Issue #9 – Long-term Maintenance – The FB outage

<1/> A framework for project maintenance

Projects that have managed to stay alive for years go through many changes, and it’s easy to understand given all the new technologies and practices released every year.

Developers dedicate a lot of time to developing and architecting a project to be scalable. But often forget about the processes and frameworks needed to keep that standard of scalability.

Retire, have an exit strategy for when things do get to the end. A deprecated or tool that better caters to the project’s needs might force you to move. Most of the time, we will know when that time comes; it is a matter of getting the wheels to turn that becomes a challenge.
Restrict, business requirements and constraints most of the time drive decisions made on a project. Moving to a new technology involves time and resources, so look at how you can at least restrict the use of a legacy tool instead of opting for the rewrite. (Could introduce a lot of legacy code if not done correctly).
Standardizing & Documenting, this one just goes down to processes and structure, and one can argue that it could be solved with a few no-code solutions out there. Many times are undervaluing the impact this can have on the long term sustainability of a project.

Investing, some decisions drive the technical aspects of a project, and a lot of that can be decided based on the points above, but there are times when adopting new technology.

Software is typically meant to last for 20 years, and even with all the new advancements, that can still be achieved with the proper framework. Maintenance management, if properly executed, can be an essential component of well-functioning and long-lasting software.

<2/> Explaining the FB outage

Facebook experienced a week of shortages and lost billions in market share value and maybe users in the process. But in the world of the internet, that was ages ago. For those more interested in the technical aspect, we will take a deeper dive into what occurred.

It may be no secret that Facebook would have hundreds of machines running in its data centres that make up what is the behemoth of a social network.
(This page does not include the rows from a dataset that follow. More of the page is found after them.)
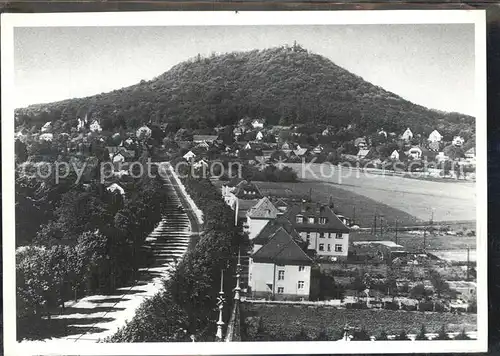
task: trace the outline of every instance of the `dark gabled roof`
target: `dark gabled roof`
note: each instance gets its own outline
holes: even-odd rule
[[[248,192],[252,193],[249,194]],[[257,185],[246,180],[242,180],[236,185],[234,195],[240,199],[261,199],[263,197]]]
[[[296,222],[296,216],[304,216],[304,223],[300,224]],[[335,215],[335,213],[328,207],[328,205],[322,205],[319,203],[302,203],[295,204],[288,208],[286,212],[288,220],[290,220],[295,229],[299,231],[316,231],[324,230],[331,232],[349,232],[349,228],[340,221],[340,219]],[[326,224],[308,223],[307,217],[313,216],[315,218],[324,217],[326,218]]]
[[[278,229],[269,241],[252,255],[252,259],[256,263],[312,264],[312,259],[284,228]]]
[[[295,240],[302,241],[290,220],[283,215],[279,215],[276,219],[269,221],[257,236],[252,239],[252,242],[255,245],[264,245],[280,228],[285,229]]]

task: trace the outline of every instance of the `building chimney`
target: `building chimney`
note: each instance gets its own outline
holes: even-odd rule
[[[334,207],[335,207],[335,206],[334,206],[334,204],[333,204],[333,198],[332,198],[332,196],[331,196],[331,195],[330,195],[330,200],[329,200],[329,202],[328,202],[328,207],[329,207],[330,209],[332,209],[332,210],[333,210],[333,209],[334,209]]]

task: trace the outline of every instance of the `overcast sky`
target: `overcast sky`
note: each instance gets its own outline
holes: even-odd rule
[[[430,108],[474,115],[474,25],[16,28],[18,107],[111,91],[197,55],[294,41]]]

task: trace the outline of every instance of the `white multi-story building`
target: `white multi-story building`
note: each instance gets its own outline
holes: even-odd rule
[[[309,299],[312,259],[283,227],[254,244],[248,285],[252,298]]]
[[[288,208],[286,217],[317,255],[333,259],[347,257],[350,229],[332,209],[319,203],[302,203]]]

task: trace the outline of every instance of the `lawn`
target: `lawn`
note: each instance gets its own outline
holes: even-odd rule
[[[401,225],[414,225],[419,222],[417,218],[407,212],[333,184],[311,181],[298,183],[255,182],[255,184],[263,195],[307,198],[311,194],[313,201],[325,204],[329,202],[331,196],[335,210],[342,215],[354,218],[355,223],[361,227],[370,227],[374,214],[384,215],[388,224],[393,224],[396,219]]]
[[[428,220],[432,213],[434,221],[476,219],[476,185],[473,182],[434,182],[365,174],[349,168],[339,170],[319,164],[310,165],[310,169],[303,169],[300,163],[287,165],[295,169],[303,181],[323,182],[354,192],[420,220]]]
[[[418,333],[425,325],[428,332],[438,332],[444,325],[447,332],[477,330],[476,314],[391,311],[385,309],[336,309],[325,306],[262,305],[244,303],[242,317],[247,333],[255,332],[255,320],[262,320],[262,327],[276,339],[294,336],[303,328],[310,338],[320,332],[338,335],[344,326],[364,328],[370,335]]]

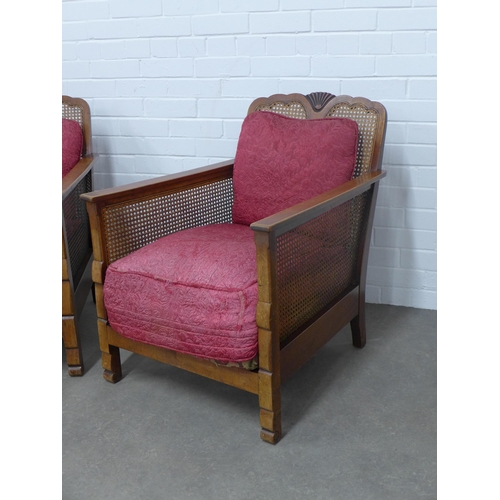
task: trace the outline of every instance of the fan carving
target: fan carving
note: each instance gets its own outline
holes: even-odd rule
[[[328,92],[312,92],[306,98],[316,111],[321,111],[335,96]]]

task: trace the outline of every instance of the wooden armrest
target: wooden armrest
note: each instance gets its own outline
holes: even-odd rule
[[[361,175],[250,225],[257,249],[257,324],[272,332],[276,344],[361,283],[370,190],[385,175]]]
[[[360,175],[326,193],[256,221],[250,227],[254,231],[273,232],[279,236],[368,191],[386,174],[385,170],[378,170]]]
[[[62,199],[89,173],[98,155],[84,156],[62,179]]]
[[[233,163],[234,160],[227,160],[188,172],[163,175],[124,186],[101,189],[91,193],[84,193],[81,195],[81,198],[91,203],[108,205],[157,194],[182,191],[189,187],[232,177]]]
[[[233,160],[227,160],[81,194],[87,204],[94,259],[102,266],[98,279],[103,279],[111,262],[158,238],[195,226],[229,222],[232,174]]]

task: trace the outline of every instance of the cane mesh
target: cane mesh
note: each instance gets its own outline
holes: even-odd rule
[[[232,180],[223,179],[105,207],[102,218],[107,262],[182,229],[231,222],[232,204]]]
[[[358,177],[370,172],[375,132],[379,120],[378,112],[374,109],[367,109],[362,104],[340,103],[334,106],[327,116],[350,118],[358,124],[358,152],[353,176]]]
[[[282,102],[276,101],[271,104],[262,104],[257,107],[257,111],[272,111],[279,115],[285,115],[290,118],[305,120],[307,118],[304,106],[298,101]]]
[[[62,103],[62,117],[67,120],[74,120],[83,127],[83,110],[80,106],[70,106],[67,103]]]
[[[80,128],[82,129],[82,132],[85,132],[84,128],[84,112],[83,108],[79,106],[78,104],[68,104],[66,102],[62,103],[62,117],[66,118],[67,120],[73,120],[77,122],[80,125]],[[88,124],[90,126],[90,123]],[[85,133],[83,134],[83,147],[82,147],[82,156],[87,154],[91,148],[89,148],[90,143],[87,143],[87,140],[90,141],[90,139],[86,138]]]
[[[89,172],[62,202],[67,252],[76,288],[92,253],[90,225],[85,202],[80,195],[92,190],[92,174]]]
[[[368,193],[276,240],[278,330],[283,344],[326,306],[357,285],[358,249]]]

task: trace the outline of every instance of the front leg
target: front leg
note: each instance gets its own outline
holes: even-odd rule
[[[282,435],[281,374],[279,344],[272,339],[271,331],[259,328],[260,437],[263,441],[276,444]]]
[[[279,377],[279,376],[278,376]],[[281,391],[276,374],[259,370],[260,437],[276,444],[281,439]]]
[[[99,332],[99,346],[102,355],[103,377],[111,383],[119,382],[122,379],[122,364],[120,360],[120,349],[108,343],[107,322],[98,319],[97,330]]]

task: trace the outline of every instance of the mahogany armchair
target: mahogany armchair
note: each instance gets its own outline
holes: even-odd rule
[[[62,118],[62,338],[68,372],[80,376],[84,368],[78,320],[92,287],[92,241],[85,202],[80,195],[92,191],[96,156],[92,153],[88,103],[63,95]]]
[[[234,160],[82,195],[104,378],[126,349],[257,394],[277,443],[281,384],[349,323],[365,345],[385,130],[362,97],[259,98]]]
They refer to it as the Backbone in a blog post published by the team sometime after the incident.

Let us first look at DNS, which is popularly known as the address book for the internet. There’s BGP (Border Gateway Protocol) which is the protocol that is mainly used by the routers that connect networks such as the Backbone and is responsible for exchanging routing information with other servers across a network.
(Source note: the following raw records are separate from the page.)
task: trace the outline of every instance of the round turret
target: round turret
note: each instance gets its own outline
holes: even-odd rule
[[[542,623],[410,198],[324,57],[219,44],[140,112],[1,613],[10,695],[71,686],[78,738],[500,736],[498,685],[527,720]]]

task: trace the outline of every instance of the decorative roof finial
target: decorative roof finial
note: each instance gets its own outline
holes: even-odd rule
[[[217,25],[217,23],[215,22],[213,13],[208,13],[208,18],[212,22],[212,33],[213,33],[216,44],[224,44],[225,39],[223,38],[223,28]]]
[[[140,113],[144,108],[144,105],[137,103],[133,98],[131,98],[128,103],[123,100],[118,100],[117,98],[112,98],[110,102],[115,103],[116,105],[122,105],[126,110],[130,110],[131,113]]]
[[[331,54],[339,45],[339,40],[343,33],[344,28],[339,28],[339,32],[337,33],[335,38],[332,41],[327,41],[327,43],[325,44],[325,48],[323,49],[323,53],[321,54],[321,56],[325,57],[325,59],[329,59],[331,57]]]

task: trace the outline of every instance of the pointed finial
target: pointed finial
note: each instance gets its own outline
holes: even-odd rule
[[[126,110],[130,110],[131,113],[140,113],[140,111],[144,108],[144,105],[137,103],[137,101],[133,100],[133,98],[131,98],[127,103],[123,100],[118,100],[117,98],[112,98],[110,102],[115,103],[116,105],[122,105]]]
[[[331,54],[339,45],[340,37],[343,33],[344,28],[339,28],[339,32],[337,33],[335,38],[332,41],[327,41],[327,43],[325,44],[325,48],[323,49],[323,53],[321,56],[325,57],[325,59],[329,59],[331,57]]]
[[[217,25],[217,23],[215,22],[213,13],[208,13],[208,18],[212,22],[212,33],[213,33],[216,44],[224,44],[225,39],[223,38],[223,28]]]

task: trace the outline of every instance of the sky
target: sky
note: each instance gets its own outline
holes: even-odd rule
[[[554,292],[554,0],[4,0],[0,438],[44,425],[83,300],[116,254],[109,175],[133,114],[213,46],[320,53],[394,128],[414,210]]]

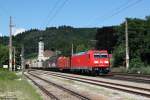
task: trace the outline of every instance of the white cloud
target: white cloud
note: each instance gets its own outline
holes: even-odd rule
[[[3,34],[2,34],[2,33],[0,33],[0,36],[3,36]]]
[[[24,28],[13,28],[13,35],[15,36],[19,33],[24,32],[24,31],[26,31]]]

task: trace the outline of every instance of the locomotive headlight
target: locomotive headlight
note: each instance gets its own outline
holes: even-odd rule
[[[107,64],[108,64],[109,62],[108,62],[108,61],[104,61],[104,63],[107,63]]]
[[[98,61],[94,61],[94,63],[95,63],[95,64],[97,64],[97,63],[98,63]]]

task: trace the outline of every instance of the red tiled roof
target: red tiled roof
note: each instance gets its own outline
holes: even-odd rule
[[[51,50],[45,50],[44,51],[44,57],[51,57],[54,55],[55,52],[51,51]]]

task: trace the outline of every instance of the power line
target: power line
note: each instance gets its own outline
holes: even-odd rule
[[[59,6],[59,8],[56,9],[55,13],[53,14],[53,16],[50,17],[50,20],[48,21],[48,23],[46,24],[46,26],[52,22],[52,20],[57,16],[57,14],[65,6],[65,4],[67,3],[67,1],[68,0],[64,0],[64,2]]]
[[[117,10],[121,9],[122,7],[124,7],[124,5],[128,5],[130,3],[130,1],[131,0],[128,0],[127,2],[125,2],[125,3],[121,4],[121,5],[119,5],[118,7],[114,8],[113,10],[110,10],[109,12],[114,12],[114,11],[117,11]],[[101,18],[106,17],[106,15],[109,15],[110,14],[109,12],[105,13],[104,15],[102,15]],[[97,20],[97,19],[99,19],[99,17],[95,18],[95,20]],[[88,25],[90,25],[90,24],[92,24],[92,22],[90,22]]]
[[[57,0],[54,4],[54,6],[49,10],[49,13],[47,15],[47,17],[45,18],[45,20],[42,23],[42,26],[45,26],[47,24],[47,19],[49,18],[49,16],[52,14],[52,12],[57,8],[58,4],[59,4],[60,0]]]
[[[122,9],[118,10],[117,12],[113,13],[112,15],[110,15],[109,18],[111,18],[111,17],[113,17],[113,16],[115,16],[115,15],[118,15],[118,14],[121,13],[122,11],[124,11],[124,10],[126,10],[126,9],[128,9],[128,8],[130,8],[130,7],[133,7],[134,5],[136,5],[137,3],[141,2],[141,1],[142,1],[142,0],[137,0],[136,2],[133,2],[133,3],[131,3],[130,5],[127,5],[126,7],[122,8]]]
[[[124,6],[124,7],[119,6],[120,8],[117,7],[118,10],[116,10],[116,11],[115,11],[114,13],[112,13],[110,16],[106,17],[106,18],[105,18],[103,21],[101,21],[101,22],[105,22],[106,20],[108,20],[108,19],[110,19],[110,18],[112,18],[112,17],[114,17],[114,16],[120,14],[121,12],[123,12],[123,11],[129,9],[130,7],[135,6],[136,4],[140,3],[141,1],[142,1],[142,0],[136,0],[135,2],[132,2],[132,3],[130,3],[130,4],[129,4],[129,2],[126,2],[126,3],[125,3],[126,6]]]

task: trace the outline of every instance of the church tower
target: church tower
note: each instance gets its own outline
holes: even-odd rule
[[[40,38],[38,61],[42,61],[42,60],[44,60],[44,42],[42,41],[42,38]]]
We refer back to the article, as the team does an excellent job explaining how its network works and what systems are put in place in the event of mini outbreaks. But in short, a misconfiguration error pushed onto the main network during a maintenance run disabled the connections BGP usually distributes and handles, which also affected all of their data centres, effectively disconnecting FB from the internet.
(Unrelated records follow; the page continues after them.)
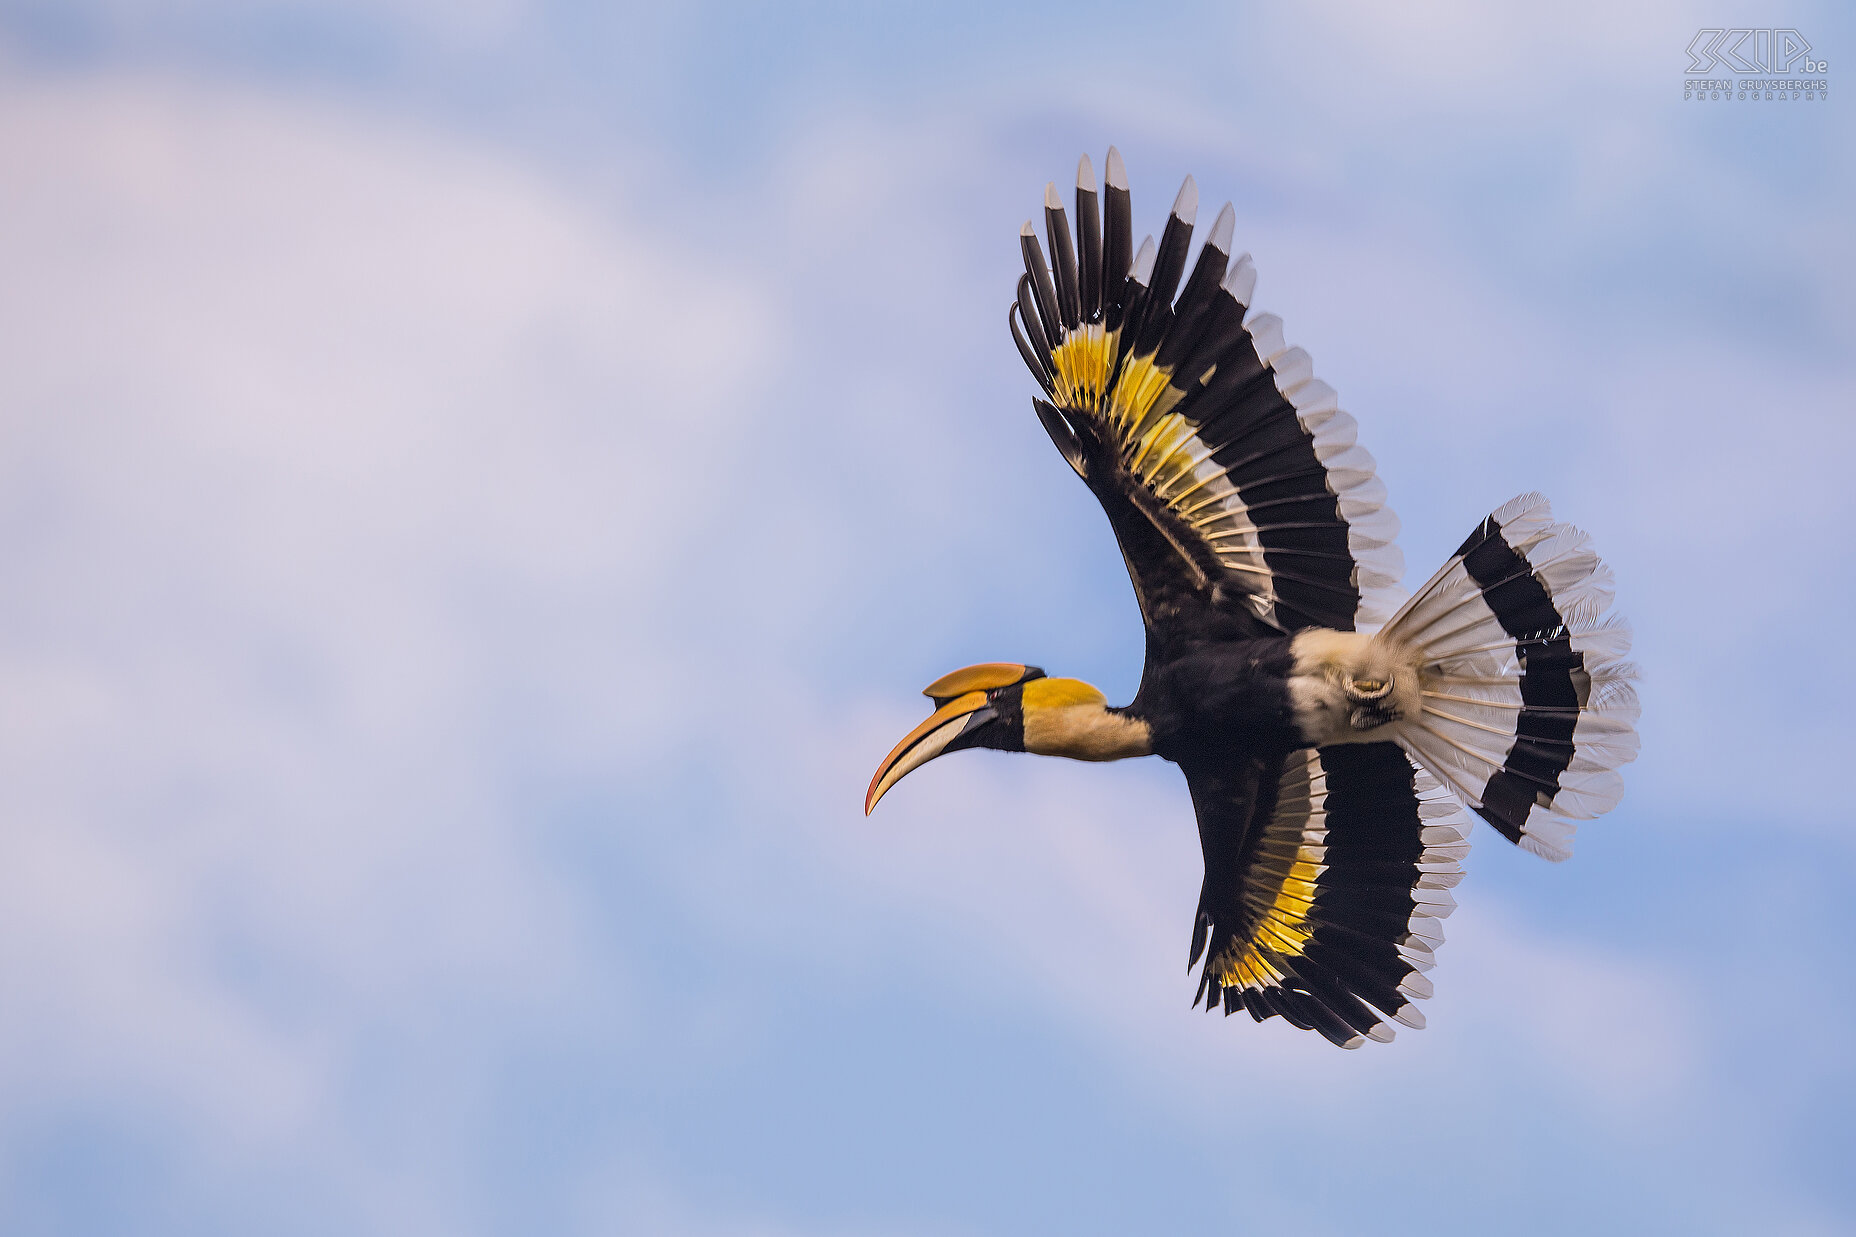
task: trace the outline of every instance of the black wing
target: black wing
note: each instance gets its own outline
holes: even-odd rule
[[[1192,956],[1207,1010],[1280,1014],[1343,1048],[1421,1027],[1468,818],[1397,745],[1186,768],[1205,851]]]
[[[1050,396],[1039,419],[1108,512],[1150,641],[1351,631],[1397,609],[1403,560],[1373,458],[1282,323],[1245,315],[1256,268],[1230,261],[1219,214],[1177,299],[1198,191],[1191,177],[1156,247],[1132,252],[1127,178],[1108,156],[1077,173],[1077,240],[1045,192],[1053,262],[1031,224],[1012,333]]]

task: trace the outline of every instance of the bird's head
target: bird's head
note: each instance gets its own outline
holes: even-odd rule
[[[1111,710],[1108,698],[1081,679],[1046,678],[1036,666],[968,666],[942,675],[922,695],[935,710],[877,766],[864,796],[866,816],[909,773],[963,748],[1077,760],[1119,760],[1153,750],[1145,722]]]

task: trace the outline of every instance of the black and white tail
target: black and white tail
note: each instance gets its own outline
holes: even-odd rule
[[[1591,541],[1523,494],[1484,520],[1380,632],[1418,655],[1399,744],[1508,840],[1572,854],[1574,821],[1624,793],[1637,755],[1630,627],[1605,611]]]

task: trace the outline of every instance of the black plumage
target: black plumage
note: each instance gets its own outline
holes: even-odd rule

Incidents like this probably occur all the time, but in smaller volumes, so Facebook is ready for significant outages like this. Now your systems may not be as extensive as Facebook, but you to can set up services, rules and practices on your network layer that prevent similar things from happening for you.

<3/> Inside the console

We’ve already delved into a few networking concepts and briefly mentioned DNS’s role in making up the internet. AWS Route53 is a service built to provide DNS services in the cloud.

Allowing developers to manage traffic between applications both set up in your internal cloud environment and applications sitting externally.